The positive earnings momentum will allow the energy industry to continue to outperform the broad markets in 2005, said analysts Brian Gibbons Jr. and Spencer Siino.
“Our analysis shows that six of the 19 companies in our coverage universe will finish 2004 with over $1.0 billion in cash and 14 companies are poised to have over $1.0 billion in cash on the balance sheet by end-2005, based on our operating cash flow and capital spending expectations,” said the analysts. “The average cash balance as a percent of market capitalization is expected to be 15-20% versus a 10-year average of 2.5%.”
The analysts said most of the companies throughout the industry are expected to begin “significant” share buybacks and dividend increases, followed by debt reduction and incremental capital spending increases. They don’t expect any big increases in merger and acquisition (M&A) activity, “given high asset valuations, the completion of asset repositionings following the late 1990[s]/early 2000[s] M&A boom, and restructurings undertaken more recently in 2004.”
Companies expected to be the “leaders” in capital spending increases, share buybacks, dividend increases and debt reductions with the highest cash-to-market cap ratios for 2005 are “likely” to be Devon Energy, Burlington Resources, ConocoPhillips and Occidental. Also high on the list are Anadarko Petroleum Corp., Schlumberger and Sunoco. Those most likely to pay down debt are Devon, Halliburton, ConocoPhillips, Kerr-McGee and Valero, the analysts said, while those most likely to increase spending are Occidental, Murphy, Unocal, Valero and Anadarko.
“We expect operating cash flows to be 10-15% higher in 2005 with the Integrateds and E&Ps benefiting from production growth and improved commodity price realizations, and the Oilfield Services players benefiting from higher producer spending.” Cash flow for Refiners is expected to be “marginally higher” because of a flat refining margin tape. Capital spending should be 10% higher for the Integrateds, said the analysts, matching service cost inflation, and 10-25% higher for the E&Ps, leading to sizable revenue growth for the Oilfield Service industry. The analysts noted that the Refiners and Oilfield Services group should exhibit only mild spending growth. Capital discipline remains in full swing throughout the industry as companies continue to spend well below cash flow levels. Further, service cost inflation of 10% and nominal spending gains of 15% or less leaves real growth closer to 5%, rather small in the grand scheme, they said.

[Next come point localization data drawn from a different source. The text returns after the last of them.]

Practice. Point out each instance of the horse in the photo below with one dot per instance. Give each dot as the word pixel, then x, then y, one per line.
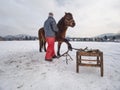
pixel 63 24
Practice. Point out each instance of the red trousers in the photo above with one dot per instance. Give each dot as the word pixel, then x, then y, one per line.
pixel 50 48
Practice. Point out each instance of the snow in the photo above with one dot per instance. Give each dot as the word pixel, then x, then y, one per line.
pixel 22 67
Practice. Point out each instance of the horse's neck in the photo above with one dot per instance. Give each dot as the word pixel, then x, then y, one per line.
pixel 61 25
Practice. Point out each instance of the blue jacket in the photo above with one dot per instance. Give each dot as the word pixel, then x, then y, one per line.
pixel 50 27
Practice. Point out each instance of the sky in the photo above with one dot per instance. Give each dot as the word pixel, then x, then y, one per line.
pixel 92 17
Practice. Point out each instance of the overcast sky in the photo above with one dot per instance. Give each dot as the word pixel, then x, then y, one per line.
pixel 92 17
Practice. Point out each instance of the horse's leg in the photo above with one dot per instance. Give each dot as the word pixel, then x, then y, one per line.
pixel 58 51
pixel 40 45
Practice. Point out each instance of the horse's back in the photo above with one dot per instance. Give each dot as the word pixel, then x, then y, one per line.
pixel 41 33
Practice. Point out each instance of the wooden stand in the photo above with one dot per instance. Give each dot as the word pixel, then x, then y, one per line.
pixel 94 53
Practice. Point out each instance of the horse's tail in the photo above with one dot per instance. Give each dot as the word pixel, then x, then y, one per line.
pixel 41 37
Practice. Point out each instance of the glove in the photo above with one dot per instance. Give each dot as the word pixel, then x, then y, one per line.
pixel 69 47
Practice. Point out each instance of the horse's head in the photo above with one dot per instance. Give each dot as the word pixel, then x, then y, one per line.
pixel 68 20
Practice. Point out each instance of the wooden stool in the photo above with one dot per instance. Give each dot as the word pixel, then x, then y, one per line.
pixel 94 53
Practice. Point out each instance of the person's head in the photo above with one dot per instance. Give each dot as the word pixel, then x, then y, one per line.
pixel 50 14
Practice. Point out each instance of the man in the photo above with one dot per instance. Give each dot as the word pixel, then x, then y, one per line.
pixel 50 28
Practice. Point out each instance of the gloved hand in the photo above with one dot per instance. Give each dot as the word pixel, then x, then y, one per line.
pixel 70 47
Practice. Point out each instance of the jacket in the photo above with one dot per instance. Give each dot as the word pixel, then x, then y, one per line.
pixel 50 27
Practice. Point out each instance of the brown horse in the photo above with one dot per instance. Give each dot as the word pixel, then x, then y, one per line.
pixel 65 22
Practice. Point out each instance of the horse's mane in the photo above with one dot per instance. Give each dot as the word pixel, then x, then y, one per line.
pixel 61 25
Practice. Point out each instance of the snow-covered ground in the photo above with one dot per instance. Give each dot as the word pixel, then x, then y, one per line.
pixel 22 67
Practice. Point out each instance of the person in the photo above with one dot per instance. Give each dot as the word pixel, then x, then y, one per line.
pixel 50 28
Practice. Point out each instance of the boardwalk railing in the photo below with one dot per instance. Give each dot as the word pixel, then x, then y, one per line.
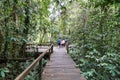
pixel 34 63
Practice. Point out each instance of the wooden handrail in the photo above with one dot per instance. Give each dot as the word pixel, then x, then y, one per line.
pixel 29 68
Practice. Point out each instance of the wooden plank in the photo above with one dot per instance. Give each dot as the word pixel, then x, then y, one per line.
pixel 61 67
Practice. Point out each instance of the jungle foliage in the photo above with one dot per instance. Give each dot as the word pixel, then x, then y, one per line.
pixel 92 27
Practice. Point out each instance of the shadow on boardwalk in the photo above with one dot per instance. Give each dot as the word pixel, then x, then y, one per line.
pixel 61 67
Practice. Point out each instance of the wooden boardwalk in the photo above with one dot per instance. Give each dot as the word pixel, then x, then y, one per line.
pixel 61 67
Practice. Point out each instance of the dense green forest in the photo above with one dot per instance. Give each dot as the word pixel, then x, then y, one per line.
pixel 92 28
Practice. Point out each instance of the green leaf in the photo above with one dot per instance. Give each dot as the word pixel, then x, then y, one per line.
pixel 2 74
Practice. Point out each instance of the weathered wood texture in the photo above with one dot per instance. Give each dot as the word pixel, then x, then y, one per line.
pixel 61 67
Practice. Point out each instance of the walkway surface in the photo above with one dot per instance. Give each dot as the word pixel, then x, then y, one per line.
pixel 61 67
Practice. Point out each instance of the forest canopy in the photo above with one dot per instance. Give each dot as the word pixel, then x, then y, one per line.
pixel 92 26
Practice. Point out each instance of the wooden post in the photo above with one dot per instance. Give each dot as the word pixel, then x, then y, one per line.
pixel 67 47
pixel 52 49
pixel 40 69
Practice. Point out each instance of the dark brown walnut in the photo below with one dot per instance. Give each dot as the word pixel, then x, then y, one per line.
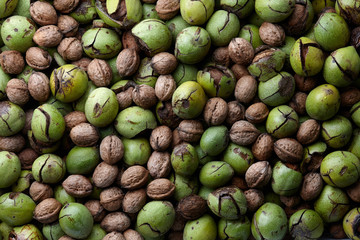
pixel 48 36
pixel 12 62
pixel 263 147
pixel 160 188
pixel 104 175
pixel 236 112
pixel 192 207
pixel 241 51
pixel 258 174
pixel 84 135
pixel 127 62
pixel 167 9
pixel 47 211
pixel 272 34
pixel 243 133
pixel 111 198
pixel 190 130
pixel 245 89
pixel 160 138
pixel 164 63
pixel 134 200
pixel 144 96
pixel 159 164
pixel 70 49
pixel 77 186
pixel 43 13
pixel 96 209
pixel 14 143
pixel 289 150
pixel 257 113
pixel 215 111
pixel 164 87
pixel 312 186
pixel 17 91
pixel 298 103
pixel 308 132
pixel 134 177
pixel 254 198
pixel 38 58
pixel 40 191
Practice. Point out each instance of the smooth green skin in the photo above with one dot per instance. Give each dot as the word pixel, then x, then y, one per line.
pixel 323 102
pixel 228 203
pixel 282 121
pixel 196 12
pixel 334 27
pixel 277 90
pixel 351 222
pixel 306 224
pixel 201 228
pixel 68 83
pixel 267 66
pixel 10 168
pixel 76 220
pixel 214 140
pixel 101 43
pixel 274 11
pixel 222 27
pixel 192 44
pixel 21 39
pixel 269 222
pixel 336 132
pixel 158 215
pixel 136 151
pixel 239 157
pixel 154 35
pixel 12 119
pixel 234 229
pixel 101 107
pixel 342 67
pixel 47 124
pixel 250 32
pixel 285 181
pixel 82 160
pixel 48 168
pixel 340 169
pixel 332 204
pixel 306 57
pixel 215 174
pixel 133 120
pixel 184 159
pixel 16 209
pixel 188 100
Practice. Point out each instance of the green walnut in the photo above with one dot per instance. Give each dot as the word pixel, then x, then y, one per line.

CreditSights’ baseline cash availability projections for 2005 begin with end-of-quarter 3Q2004 cash on the balance sheet and also included any other known uses or sources of cash such as asset dispositions. “We have not included known share buyback programs, scheduled dividend increases, or scheduled or unscheduled debt reduction, as the report will progress to ultimately include these items.”